Lisede (yatili), ilk donem cok bunalmis ve cok aglamistim. Aglarken de peceteye ihtiyaci olur ya insanin, o gozyaslari ve sumuklerin gittigi peceteleri toplamis bir posete doldurmus eve donem sonunda eve getirmistim. Cektigim acilari nişâni.
Siselenmesi gereken bir duygu daha taniyorum. Mesela yeni bir adim atarsin, evinden ayrilir bir yere gidersin, belki yeni bir ise baslamissindir, ilk bir hayal kirikligi olur, dengeni kaybedersin, onu asip kendini tekrar iyi hissedene kadar gecen zamanda yasadiklarini kucuk bir balona koyabilirsin, ama tabi agzini sıkıca baglamak sartiyla.
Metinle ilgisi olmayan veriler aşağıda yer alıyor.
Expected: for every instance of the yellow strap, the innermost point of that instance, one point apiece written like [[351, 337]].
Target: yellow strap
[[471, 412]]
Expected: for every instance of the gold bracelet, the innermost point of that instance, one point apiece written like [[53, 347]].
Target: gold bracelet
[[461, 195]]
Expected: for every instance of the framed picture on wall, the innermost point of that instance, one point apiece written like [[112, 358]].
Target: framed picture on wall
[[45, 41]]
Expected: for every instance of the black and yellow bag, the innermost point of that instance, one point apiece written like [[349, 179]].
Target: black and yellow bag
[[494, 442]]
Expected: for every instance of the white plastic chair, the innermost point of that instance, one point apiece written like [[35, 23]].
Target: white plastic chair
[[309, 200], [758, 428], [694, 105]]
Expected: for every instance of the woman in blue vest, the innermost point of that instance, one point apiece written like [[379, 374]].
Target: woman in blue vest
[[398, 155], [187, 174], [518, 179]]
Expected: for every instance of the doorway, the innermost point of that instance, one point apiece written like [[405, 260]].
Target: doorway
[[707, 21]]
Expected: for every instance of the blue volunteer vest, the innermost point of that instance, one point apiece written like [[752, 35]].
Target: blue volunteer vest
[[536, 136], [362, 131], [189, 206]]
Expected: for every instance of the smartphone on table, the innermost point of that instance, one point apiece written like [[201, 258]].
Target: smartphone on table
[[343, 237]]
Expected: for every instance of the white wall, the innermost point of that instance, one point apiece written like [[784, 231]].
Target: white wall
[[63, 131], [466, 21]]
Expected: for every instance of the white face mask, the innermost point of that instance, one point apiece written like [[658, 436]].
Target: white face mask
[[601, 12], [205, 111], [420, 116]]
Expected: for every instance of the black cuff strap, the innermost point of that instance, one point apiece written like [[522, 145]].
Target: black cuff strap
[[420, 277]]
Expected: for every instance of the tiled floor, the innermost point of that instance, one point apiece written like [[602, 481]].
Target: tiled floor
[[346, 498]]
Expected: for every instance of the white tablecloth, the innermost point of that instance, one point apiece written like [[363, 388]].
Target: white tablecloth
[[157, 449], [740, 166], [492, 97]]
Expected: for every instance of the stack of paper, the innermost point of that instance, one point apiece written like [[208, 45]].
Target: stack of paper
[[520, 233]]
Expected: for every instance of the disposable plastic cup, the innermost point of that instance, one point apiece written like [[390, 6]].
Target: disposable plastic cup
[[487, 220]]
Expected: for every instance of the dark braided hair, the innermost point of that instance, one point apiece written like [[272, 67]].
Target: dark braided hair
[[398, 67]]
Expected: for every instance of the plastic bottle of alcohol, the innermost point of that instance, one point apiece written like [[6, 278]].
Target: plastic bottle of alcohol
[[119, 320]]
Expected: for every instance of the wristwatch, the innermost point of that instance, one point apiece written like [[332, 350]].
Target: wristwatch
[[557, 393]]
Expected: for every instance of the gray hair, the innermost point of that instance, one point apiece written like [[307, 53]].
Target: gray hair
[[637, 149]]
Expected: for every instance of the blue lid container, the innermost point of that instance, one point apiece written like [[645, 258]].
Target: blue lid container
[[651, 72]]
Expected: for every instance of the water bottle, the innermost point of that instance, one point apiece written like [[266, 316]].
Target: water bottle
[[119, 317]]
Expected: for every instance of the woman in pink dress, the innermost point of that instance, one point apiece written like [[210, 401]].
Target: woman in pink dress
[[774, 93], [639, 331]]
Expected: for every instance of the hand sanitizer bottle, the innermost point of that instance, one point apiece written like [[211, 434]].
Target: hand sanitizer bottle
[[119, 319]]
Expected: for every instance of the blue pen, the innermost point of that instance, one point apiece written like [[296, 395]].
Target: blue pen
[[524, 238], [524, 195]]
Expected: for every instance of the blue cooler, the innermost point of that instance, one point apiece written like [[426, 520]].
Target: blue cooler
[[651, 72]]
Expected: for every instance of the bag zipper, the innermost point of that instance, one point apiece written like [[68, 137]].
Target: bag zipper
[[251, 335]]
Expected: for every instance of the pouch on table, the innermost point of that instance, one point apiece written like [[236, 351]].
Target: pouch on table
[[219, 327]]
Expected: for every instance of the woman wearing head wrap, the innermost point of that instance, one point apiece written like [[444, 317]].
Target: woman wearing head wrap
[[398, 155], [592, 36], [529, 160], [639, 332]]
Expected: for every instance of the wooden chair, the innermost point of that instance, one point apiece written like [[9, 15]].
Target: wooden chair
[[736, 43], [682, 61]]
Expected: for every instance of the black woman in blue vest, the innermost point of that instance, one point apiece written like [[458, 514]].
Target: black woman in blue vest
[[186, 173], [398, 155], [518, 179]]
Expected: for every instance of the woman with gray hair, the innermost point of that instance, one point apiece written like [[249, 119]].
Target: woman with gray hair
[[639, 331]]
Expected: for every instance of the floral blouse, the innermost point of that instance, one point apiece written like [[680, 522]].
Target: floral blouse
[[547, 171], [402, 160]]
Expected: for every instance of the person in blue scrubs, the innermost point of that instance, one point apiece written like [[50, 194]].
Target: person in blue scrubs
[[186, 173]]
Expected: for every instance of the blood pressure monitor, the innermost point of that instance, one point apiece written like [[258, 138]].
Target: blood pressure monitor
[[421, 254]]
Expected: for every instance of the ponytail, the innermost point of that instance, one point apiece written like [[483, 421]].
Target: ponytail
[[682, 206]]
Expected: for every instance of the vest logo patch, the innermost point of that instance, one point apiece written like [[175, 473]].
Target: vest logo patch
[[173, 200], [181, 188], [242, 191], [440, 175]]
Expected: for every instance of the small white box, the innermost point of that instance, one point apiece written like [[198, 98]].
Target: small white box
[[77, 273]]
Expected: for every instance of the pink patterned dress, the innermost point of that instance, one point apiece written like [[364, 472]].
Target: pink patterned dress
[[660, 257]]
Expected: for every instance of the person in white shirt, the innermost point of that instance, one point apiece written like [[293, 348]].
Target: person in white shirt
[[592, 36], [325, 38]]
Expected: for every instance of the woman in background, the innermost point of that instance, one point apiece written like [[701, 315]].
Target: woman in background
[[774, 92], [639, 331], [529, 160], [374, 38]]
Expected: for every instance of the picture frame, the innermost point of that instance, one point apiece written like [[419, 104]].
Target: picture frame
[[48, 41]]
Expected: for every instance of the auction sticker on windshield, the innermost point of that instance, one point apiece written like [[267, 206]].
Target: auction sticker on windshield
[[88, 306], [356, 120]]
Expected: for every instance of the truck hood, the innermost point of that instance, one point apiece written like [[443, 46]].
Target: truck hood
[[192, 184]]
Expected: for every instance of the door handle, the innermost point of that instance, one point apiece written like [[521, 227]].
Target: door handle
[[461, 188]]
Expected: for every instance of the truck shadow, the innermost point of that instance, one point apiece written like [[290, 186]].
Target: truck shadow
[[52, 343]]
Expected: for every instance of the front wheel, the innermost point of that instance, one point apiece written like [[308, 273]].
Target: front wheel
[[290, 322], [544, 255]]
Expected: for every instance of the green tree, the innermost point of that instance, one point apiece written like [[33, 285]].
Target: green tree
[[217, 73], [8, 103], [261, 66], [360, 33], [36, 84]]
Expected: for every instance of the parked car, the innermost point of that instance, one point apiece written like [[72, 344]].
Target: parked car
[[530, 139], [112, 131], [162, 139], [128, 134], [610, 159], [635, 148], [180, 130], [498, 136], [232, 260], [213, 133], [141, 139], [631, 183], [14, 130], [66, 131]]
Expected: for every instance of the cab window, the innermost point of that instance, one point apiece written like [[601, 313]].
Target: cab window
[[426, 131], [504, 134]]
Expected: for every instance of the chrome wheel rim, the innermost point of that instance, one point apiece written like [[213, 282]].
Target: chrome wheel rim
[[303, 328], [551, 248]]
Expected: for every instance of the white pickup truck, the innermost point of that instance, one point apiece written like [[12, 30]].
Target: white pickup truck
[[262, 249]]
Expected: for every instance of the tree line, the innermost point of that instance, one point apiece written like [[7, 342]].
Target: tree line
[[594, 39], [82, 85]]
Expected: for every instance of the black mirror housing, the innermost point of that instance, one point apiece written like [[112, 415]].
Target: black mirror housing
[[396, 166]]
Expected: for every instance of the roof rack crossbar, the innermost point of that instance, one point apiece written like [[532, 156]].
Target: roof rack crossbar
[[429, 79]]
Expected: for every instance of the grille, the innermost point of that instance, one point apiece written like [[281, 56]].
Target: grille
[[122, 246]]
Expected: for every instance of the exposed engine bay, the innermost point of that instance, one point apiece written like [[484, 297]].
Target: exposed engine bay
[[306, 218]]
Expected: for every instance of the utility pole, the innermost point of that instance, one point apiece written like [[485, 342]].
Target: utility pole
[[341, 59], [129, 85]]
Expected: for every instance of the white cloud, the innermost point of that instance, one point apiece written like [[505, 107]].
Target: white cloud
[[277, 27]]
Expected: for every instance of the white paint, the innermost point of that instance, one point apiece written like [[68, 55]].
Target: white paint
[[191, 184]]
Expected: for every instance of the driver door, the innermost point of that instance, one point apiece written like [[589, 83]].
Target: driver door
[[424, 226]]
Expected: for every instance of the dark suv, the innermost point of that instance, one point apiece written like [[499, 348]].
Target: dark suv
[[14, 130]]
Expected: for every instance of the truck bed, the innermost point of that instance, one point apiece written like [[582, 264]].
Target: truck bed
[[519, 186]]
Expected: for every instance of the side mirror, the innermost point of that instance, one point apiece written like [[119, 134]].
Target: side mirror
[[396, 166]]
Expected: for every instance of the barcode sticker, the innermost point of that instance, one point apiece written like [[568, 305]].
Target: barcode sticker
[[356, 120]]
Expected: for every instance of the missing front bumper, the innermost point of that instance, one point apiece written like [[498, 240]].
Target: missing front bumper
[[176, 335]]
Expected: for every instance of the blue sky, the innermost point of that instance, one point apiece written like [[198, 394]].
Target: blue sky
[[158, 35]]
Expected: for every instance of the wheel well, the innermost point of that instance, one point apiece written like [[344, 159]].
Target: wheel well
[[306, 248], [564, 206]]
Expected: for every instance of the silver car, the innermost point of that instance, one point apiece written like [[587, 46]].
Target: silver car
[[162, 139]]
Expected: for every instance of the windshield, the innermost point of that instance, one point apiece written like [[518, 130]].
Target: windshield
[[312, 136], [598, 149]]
Duygulari element olarak dusunebiliriz, aci, sevinc, saskinlik... ama aslinda biz duygulari boyle element haliyle yasamiyoruz, complex duygu kokteylleri halinde yasiyoruz. Ayrica hissettiklerimiz belli bir olay ve ana spesifik ve bu yuzden cok boyutlu, beynin bircok bolgesi birden uyariliyor ve hal boyle olunca yasadiklarimiz anlayabilmek cok daha zorlasiyor. Zamanla ve deneyimle o karmasik duygulari tanimlayabilir hale geliyoruz. Benim de listemde el atimasi gereken bir duygu daha var, simdi daha degil... Zamani gelince onu da șişeleyip vitrine koymali.
2 comments:
Merak ettim hemşirem ama bırak merak edeyim böylesi daha güzel :) Muhteşem fikirleriniz olduğunu söylemiş miydim? Sümüklü mendil koleksiyonunuzu saygıyla selamlıyorum; bir nişan kadar önemli yaşam maceramızda….
sagol hemsirem, ben de sana hayatin hakkini vererek yasayanlardan oldugunu soylemis miydim?